人様の誕生祝などに、花束を送るのが好きである。


自身がほしいという欲なのか、と苦笑しつつも、誕生日なの、と聞くとそれほど親しくない友人知人でもあの人のイメージはこんな色の感じで....と近所の花屋やネットを物色する。


食べもの・植物は消えものだからだろうか、あとくされが無い感じが好いと勝手に思っている。ものもちのくせにもっと欲しいと思う自分の強欲な性を憂いてしまうのか、人に送るもので残るものはどうも苦手。食べ物はすぐに胃袋に収まるし、花は手入れの好い人だって切花だったら1ヶ月ももてば奇跡だろう。その儚さが好いのか。


うちの母は戦後生まれの今年還暦、五十を過ぎてから己れの楽しみのために精力的に活動をしているが、緑の手を持つ人だと思っている。こんな人に、どうも花を送るのは気が引けて、最近は消えものその1の「食べ物」が主流だ。我が家族はケーキでも大福でもなんでも数種類あった場合は「全種類少しずつ食べたい」という貧乏性からか、丁寧に、母、二つ上の兄、六つ下の妹、そして私の4等分して食べるという性癖があるから名のあるパティシエのケーキを違う種類で4つ。これが最近の近親者への誕生日プレゼントとなっている。


母は一時期は「蘭」にはまり、よく屋上から暖かい居間へ鉢植え大移動など手伝わされていた。お仏壇はもちろん、玄関やご不浄にも花がないことはなかった。とはいえ何々流なんて大層なものではなく、玄関先に咲いているような名も無き花を小さな花壷に生けていて、それは今もかわらない。近所のお花屋さんも知ったもので、私の幼稚園の同級生の家であるが―もう売り物にならなくなった薔薇など、留守でもダンボールのまま大量に玄関先に置いていったりする。「お母さんなら無駄にしないから」というのを聞いたことがある。


確かにそのとおりで、何かお惣菜をもらったお返しに、田舎から送ってきたお野菜と一緒に、といった風にいろんな先に嫁入り先を見つけてくる。「こんなにたくさんどうするの」と思った翌日にはあとかたもなく無くなっていて、玄関先のこじんまりとした花壷には、赤と薄紅色の薔薇が2~3本ちょこんとあるだけだ。

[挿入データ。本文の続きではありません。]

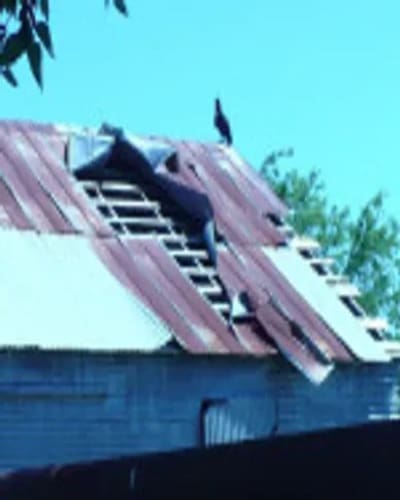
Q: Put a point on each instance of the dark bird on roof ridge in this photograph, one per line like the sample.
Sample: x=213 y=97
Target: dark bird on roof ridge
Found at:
x=221 y=123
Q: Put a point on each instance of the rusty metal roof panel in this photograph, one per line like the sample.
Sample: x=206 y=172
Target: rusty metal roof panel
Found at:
x=40 y=196
x=43 y=189
x=239 y=217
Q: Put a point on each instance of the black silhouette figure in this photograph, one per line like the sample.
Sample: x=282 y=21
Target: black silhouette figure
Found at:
x=221 y=123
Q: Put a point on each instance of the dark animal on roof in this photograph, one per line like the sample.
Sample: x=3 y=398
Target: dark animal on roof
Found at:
x=221 y=123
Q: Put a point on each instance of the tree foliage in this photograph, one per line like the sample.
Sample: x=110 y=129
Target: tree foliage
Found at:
x=365 y=247
x=25 y=31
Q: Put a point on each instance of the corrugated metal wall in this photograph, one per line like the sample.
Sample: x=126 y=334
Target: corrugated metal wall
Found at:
x=61 y=407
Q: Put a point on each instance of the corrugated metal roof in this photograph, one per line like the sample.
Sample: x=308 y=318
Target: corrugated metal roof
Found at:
x=54 y=294
x=146 y=272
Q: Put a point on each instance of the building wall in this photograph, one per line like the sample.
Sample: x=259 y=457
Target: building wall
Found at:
x=58 y=407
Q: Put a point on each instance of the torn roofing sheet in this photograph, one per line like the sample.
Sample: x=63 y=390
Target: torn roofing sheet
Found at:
x=138 y=278
x=322 y=299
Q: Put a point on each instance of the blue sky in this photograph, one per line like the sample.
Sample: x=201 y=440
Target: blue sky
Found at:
x=322 y=78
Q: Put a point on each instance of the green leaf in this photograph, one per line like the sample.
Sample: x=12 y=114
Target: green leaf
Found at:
x=44 y=8
x=9 y=76
x=13 y=49
x=35 y=61
x=120 y=5
x=42 y=29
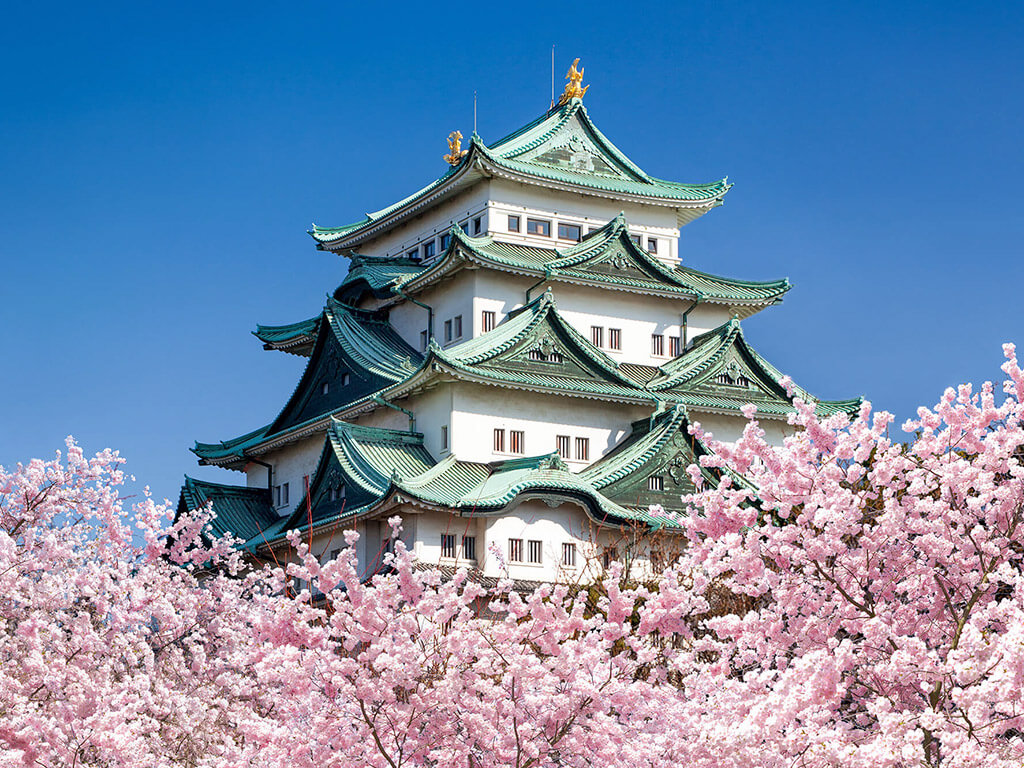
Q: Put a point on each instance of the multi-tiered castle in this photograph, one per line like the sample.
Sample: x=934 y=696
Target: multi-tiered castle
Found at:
x=511 y=365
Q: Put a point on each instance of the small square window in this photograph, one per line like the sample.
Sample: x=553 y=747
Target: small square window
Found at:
x=568 y=231
x=515 y=550
x=536 y=551
x=562 y=445
x=614 y=338
x=539 y=226
x=583 y=449
x=657 y=344
x=517 y=441
x=448 y=545
x=568 y=555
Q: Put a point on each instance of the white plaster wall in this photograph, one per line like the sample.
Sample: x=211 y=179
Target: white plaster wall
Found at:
x=478 y=410
x=291 y=464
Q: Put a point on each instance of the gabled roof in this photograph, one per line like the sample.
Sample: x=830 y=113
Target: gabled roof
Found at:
x=378 y=466
x=534 y=349
x=297 y=338
x=243 y=512
x=606 y=258
x=721 y=372
x=361 y=345
x=562 y=150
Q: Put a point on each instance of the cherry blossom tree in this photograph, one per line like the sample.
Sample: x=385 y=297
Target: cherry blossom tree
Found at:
x=856 y=601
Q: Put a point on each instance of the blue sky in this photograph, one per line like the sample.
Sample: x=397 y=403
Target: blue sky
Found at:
x=159 y=167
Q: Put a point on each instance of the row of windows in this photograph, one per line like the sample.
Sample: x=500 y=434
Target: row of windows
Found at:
x=430 y=248
x=563 y=442
x=542 y=228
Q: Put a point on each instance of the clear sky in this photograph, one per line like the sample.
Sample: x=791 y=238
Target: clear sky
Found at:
x=160 y=165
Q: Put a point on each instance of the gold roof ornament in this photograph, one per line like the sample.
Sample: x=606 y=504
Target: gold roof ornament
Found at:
x=456 y=153
x=572 y=89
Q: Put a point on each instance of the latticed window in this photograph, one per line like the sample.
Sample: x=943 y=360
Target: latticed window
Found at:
x=583 y=449
x=562 y=445
x=515 y=550
x=536 y=552
x=517 y=441
x=568 y=555
x=448 y=545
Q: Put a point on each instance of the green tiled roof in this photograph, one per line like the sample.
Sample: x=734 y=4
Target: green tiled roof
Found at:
x=607 y=258
x=243 y=512
x=297 y=338
x=561 y=147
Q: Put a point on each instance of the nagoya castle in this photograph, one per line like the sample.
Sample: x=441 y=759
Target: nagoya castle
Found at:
x=511 y=365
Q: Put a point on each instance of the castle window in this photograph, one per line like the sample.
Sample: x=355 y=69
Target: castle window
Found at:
x=562 y=445
x=517 y=441
x=568 y=555
x=536 y=552
x=448 y=545
x=568 y=231
x=539 y=226
x=515 y=550
x=583 y=449
x=657 y=344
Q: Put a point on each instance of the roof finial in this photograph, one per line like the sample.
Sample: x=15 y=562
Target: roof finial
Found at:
x=572 y=89
x=456 y=153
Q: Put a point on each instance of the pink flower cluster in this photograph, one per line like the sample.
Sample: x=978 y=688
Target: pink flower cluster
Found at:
x=858 y=602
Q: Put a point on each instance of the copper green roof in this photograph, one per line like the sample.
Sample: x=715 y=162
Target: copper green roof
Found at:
x=297 y=338
x=605 y=258
x=561 y=150
x=242 y=512
x=360 y=345
x=377 y=465
x=719 y=371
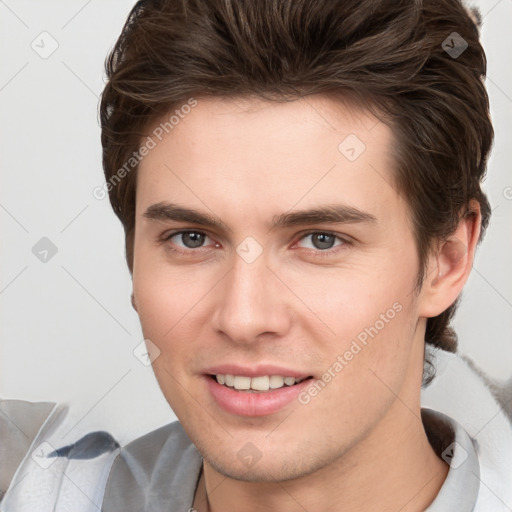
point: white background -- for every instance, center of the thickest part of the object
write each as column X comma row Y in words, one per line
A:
column 67, row 328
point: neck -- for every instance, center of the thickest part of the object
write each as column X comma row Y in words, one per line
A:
column 394, row 468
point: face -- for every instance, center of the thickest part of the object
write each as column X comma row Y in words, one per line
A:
column 275, row 270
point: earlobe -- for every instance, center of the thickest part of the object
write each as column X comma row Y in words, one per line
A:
column 451, row 265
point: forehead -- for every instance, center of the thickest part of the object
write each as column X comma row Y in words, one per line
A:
column 255, row 157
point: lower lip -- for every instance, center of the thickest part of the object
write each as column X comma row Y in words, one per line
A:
column 243, row 403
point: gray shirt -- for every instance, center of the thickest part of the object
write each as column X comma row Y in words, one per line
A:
column 160, row 471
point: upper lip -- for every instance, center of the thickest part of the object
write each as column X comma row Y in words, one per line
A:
column 254, row 370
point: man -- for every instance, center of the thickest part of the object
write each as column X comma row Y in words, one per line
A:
column 299, row 184
column 300, row 187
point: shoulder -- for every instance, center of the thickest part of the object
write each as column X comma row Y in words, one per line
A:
column 153, row 472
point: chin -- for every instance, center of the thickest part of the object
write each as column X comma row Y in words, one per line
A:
column 270, row 468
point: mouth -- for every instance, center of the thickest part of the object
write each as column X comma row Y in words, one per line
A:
column 257, row 384
column 259, row 391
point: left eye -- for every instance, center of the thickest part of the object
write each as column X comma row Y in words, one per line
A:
column 320, row 241
column 189, row 239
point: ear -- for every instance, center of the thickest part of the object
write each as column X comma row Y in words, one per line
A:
column 450, row 264
column 134, row 304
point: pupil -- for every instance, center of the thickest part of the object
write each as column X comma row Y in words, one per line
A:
column 192, row 239
column 323, row 240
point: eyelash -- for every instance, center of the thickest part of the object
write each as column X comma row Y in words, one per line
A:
column 345, row 242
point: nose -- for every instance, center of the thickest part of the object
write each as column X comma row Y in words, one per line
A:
column 251, row 303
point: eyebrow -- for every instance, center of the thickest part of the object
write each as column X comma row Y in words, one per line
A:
column 330, row 214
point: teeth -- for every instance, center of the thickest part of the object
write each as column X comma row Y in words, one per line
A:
column 276, row 381
column 260, row 383
column 242, row 382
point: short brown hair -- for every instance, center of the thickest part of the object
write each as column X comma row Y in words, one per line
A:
column 408, row 58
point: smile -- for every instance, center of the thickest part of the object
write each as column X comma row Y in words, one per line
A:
column 256, row 384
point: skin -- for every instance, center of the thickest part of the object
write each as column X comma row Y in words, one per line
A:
column 359, row 444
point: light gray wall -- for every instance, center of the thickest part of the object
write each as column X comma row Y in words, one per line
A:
column 67, row 328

こんな母の誕生日は2月の終わりだった。親不孝だか孝行だか、どちらかわからないが還暦の誕生日に私は日本におらず祝うことはできなかった。が、最近ちょっと胸に刺さったCFの台詞、うる覚えだが確か成人式の着物か何かを選びながら娘が母にゆう台詞、「お母さんも、お母さんとして二十歳(はたち)だね」とかなんとか....。「お母さんも、お母さんとして三十路(みそじ)だね」なんて、なんとも格好の悪い響きではあるが、そんな台詞を吐きながら「今年の母の日には、普段送ったことの無い花なぞ送ってみようか」などと目論んでいる。